Detailed Description
Before we explain the procedure, we want to note here that
clusters do not correspond to states. Clusters just separate the
space into geometrically connected regions. Those are per
construction separated at the highest available free energy, while
states are separated at all barriers. Therefore, gathers the major
cluster normally up to \(90\%\) of the total population.
Given the readily computed free energies (\(\mathtt{\mbox{-}d}\))
and neighborhoods (\(\mathtt{\mbox{-}b}\)) per frame for the
selected radius, we continue the clustering by screening the free
energy landscape. This means, we choose a (initially low) free
energy cutoff \(\tilde{G}\), select all frames below and combine
them into clusters, if they are geometrically connected with
respect to the lumping distance \(d_\text{lump}=2\sigma\), which
is automatically computed for the given data set. \(\sigma\)
denotes here the standard deviation of the nearest neighbor
distances. An illustration is provided in the following figures.
If the threshold raises previous clusters can be merged.
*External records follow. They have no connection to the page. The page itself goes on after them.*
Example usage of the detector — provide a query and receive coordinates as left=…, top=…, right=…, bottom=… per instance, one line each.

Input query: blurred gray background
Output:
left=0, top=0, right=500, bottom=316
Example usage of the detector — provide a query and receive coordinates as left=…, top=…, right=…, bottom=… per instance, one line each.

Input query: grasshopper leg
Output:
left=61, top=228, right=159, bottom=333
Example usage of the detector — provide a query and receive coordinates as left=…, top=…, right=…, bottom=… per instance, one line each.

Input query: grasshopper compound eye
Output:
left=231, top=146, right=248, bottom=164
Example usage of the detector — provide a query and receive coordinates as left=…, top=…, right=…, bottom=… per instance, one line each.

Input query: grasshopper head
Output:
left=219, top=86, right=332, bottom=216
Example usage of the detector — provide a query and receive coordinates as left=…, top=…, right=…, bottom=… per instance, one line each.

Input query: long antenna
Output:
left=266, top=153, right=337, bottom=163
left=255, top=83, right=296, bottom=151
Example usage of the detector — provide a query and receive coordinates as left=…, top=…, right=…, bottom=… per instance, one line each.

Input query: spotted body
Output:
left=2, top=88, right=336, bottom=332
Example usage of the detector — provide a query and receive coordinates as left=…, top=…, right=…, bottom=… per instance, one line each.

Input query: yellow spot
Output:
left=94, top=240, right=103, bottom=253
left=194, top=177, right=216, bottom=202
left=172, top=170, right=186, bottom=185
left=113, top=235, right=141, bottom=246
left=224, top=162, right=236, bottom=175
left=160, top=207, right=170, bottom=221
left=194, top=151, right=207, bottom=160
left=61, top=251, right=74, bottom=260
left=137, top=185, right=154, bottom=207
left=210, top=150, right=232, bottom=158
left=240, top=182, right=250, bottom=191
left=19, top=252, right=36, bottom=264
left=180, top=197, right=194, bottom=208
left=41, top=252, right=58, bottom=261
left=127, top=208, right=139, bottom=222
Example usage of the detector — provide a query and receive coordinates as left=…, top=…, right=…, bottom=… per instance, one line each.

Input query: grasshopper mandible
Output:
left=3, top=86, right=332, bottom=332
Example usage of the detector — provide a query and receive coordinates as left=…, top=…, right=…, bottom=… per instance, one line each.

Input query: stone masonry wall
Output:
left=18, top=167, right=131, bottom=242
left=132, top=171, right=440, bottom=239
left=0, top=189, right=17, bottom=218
This is done repeatedly, with increasing free energy cutoffs. The
end result will be multiple plain-text files, one for each cutoff,
that define cluster trajectories. Their format is a single column
of integers, which act as a membership id of the given frame
(identified by the row number) to a certain cluster. For each
file, the microstate ids start with the value 1 and are numbered
incrementally. All frames above the given free energy threshold
are denoted by \(0\), which acts as a kind of melting pot for
frames with unknown affiliation.
Do not worry if there are still frames denoted by \(0\) in the
cluster file of highest free energy. The clustering program
rounds the maximum free energy to 2 decimal places for screening,
which may result in a cutoff that is slightly lower than the true
maximum. Thus there may be frames left, which are not assigned to
a cluster since they are not below the cutoff.
However, since we are going to generate states from selecting the
basins of the clusters and 'filling up' the free energy landscape
from bottom to top, these states are not interesting on their own,
anyhow, and will be assigned to a distinct state in the next step.